Honestly, it is probably good for me to start from what feels like zero be able to relate to people who might be starting up again after an injury or time off or who have never really worked out before. I think it makes me a better fitness professional, teacher and personal trainer to know what it is like to start from the beginning again with some weight and body fat to lose and having to learn to modify exercises and workouts.

Every workout is gratifying. Gratifying because of what my body did to bring my beautiful children into this world.   I know that I am incredibly blessed to have 2 healthy children. I know that so many people cannot have children or were not as lucky to bring home a healthy baby. So there is not one workout or day that goes by that I do not feel an immense amount of gratitude…not matter how much weight or body fat I have to lose or how hard the workout feels, I am grateful.

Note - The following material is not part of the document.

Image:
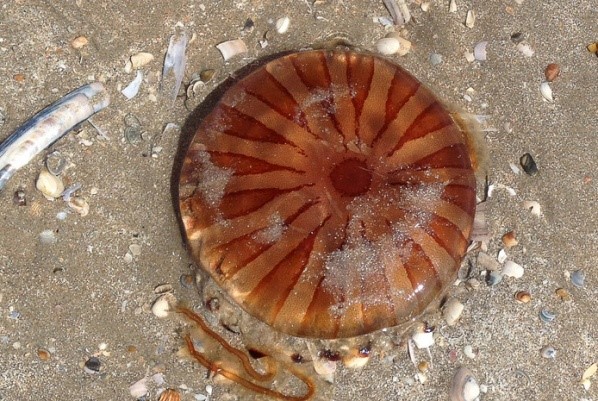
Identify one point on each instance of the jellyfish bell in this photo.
(330, 194)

And finally every workout is awesome. First, it honestly feels good to move without my belly in the way.   Second, my body truly amazes me. I was lucky to feel pretty good throughout my pregnancy and was active the entire time which I do believe helped me start working out and recover faster than if I had not worked out. I cannot believe I was able to grow a human, birth a human and recover from it and get back to my workouts.  It feels good again to workout intensely without having to constantly worry about my heart rate getting too high or a certain pose in yoga that is not recommended for pregnant woman. It feels good to move.

So as I go along this 2nd post pregnancy journey I will try to embrace all the suckiness, humbling, gratitude and awesomeness of each workout.